The nine-step program

01
Executive Threat Profiling
Structured assessment using TRAP-18 behavioral threat assessment criteria. Who has intent, capability, and opportunity to harm this person or organization? Not a background check — an intelligence product.
02
Digital Footprint Assessment
What can an adversary learn from open sources alone? Property records, data brokers, social media, fitness apps, professional networks, family exposure. Most executives who have had one done are surprised by what is visible.
03
Continuous Surface, Deep & Dark Web Monitoring
Not a one-time scan. Ongoing monitoring for mentions, leaked credentials, threat actor discussion of targets, and data exposures. Continuous — because the threat environment changes continuously.
04
OPSEC & Surveillance Awareness Training
Military OPSEC five-step process applied to key personnel. Train people to recognize pre-operational surveillance — vehicles that reappear, individuals who mirror movement patterns, digital signals of reconnaissance.
05
Physical Advance Work & Protection
Before any principal movement: venue survey, approach and departure route assessment, chokepoint identification, emergency egress, nearest medical facilities. Route variation is standard. Same route, same time, same vehicle is exploitable.
06
Foreign Travel Protocol
Threat briefing specific to the destination — not generic advisories. Communication security in-country, device hygiene, emergency contacts, extraction plan, out-of-band communication channel. Built before travel, not improvised during an incident.
07
Persons of Concern & Behavioral Threat Assessment
TRAP-18 criteria for identifying individuals on a pathway toward threatening behavior. Disgruntled former employees, fixated individuals, escalating online threats. Early intervention, not confrontation. Protocols before contact is made.
08
Family Protection
Family members are frequently more exposed than the principal — children's schools visible in tagged photos, spouse's workplace on LinkedIn.
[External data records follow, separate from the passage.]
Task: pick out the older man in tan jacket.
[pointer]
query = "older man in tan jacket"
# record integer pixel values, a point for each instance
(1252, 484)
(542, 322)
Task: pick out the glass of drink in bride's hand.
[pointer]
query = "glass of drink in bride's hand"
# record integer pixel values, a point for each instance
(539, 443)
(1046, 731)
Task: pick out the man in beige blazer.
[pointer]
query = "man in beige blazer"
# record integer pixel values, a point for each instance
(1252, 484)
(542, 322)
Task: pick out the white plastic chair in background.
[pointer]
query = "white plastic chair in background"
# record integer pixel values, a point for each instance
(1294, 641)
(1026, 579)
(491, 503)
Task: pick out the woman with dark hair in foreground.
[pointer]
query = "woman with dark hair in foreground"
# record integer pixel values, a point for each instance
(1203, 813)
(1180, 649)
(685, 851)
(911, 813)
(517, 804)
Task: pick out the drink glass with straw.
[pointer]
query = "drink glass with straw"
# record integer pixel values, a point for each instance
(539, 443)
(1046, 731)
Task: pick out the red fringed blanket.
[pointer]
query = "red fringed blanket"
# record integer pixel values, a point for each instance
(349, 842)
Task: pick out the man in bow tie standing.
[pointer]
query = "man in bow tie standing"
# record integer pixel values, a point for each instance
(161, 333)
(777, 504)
Family OPSEC training and digital footprint reduction for immediate family are part of a complete program.
09
Incident Response Protocol
If surveillance is detected: do not confront, activate the established protocol. If a threat is received: document, assess credibility, escalate. These answers exist before the incident — not improvised during it.

Enterprise-wide awareness: All employees are potential targets. The most sophisticated AI-generated spearphishing does not look like the training examples from three years ago. Employees need current threat awareness, a reporting culture, and OPSEC training calibrated to their actual exposure level. The executive program is the most intensive layer — built on top of a foundation that covers everyone.